On Aug 4, 2009, at 8:53 PM, Graham Dumpleton wrote:

2. How would use of bytes work for a CGI-WSGI bridge given that
os.environ is not bytes? Where does one get what encoding was used for
os.environ values so it can be converted back to bytes?

On Unix it's simple enough:
On py2.X on Unix: environ is bytes already.
On py3.0: you're screwed, because some env vars were discarded already.
On py3.1+: 'string'.encode(sys.getfilesystemencoding(), 'surrogateescape') should do it.

On Windows, I guess the OS environment is unicode, so, I don't know precisely what to do to reversibly obtain the bytes sent from the end- users's browser. It looks to me from source code as if Apache will encode the bytes from the client (utf-8 or otherwise!) as the Unicode values 0x00 to 0xFF in the windows environment, that is, as if decoding the client input in latin-1. But it does that for the following keys only:
HTTP_*
SERVER_*
REQUEST_*
QUERY_STRING
PATH_INFO
PATH_TRANSLATED
(from 
http://svn.apache.org/repos/asf/httpd/httpd/trunk/modules/arch/win32/mod_win32.c)
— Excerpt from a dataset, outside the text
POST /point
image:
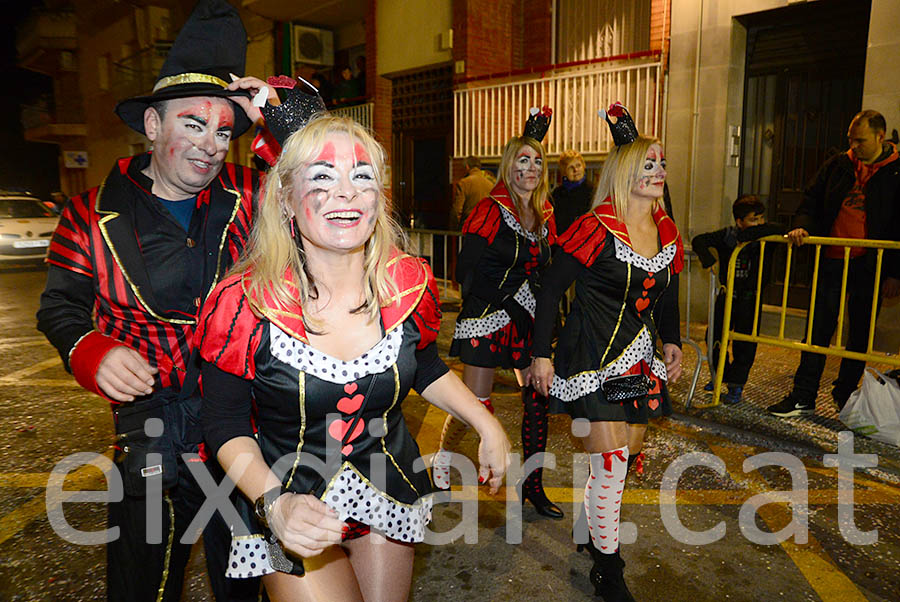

Other values are decoded from utf-8 (or, if passed through from an enclosing environment, passed through untouched -- via encoding into utf-8 for internal use and then decoding back from utf-8 to put back in the Windows environment.)

I'll note that while it's important to get this transformation correct for a CGI->WSGI bridge to work right in Windows, and thus is definitely a useful discussion to have here, it doesn't actually need to be part of the WSGI spec.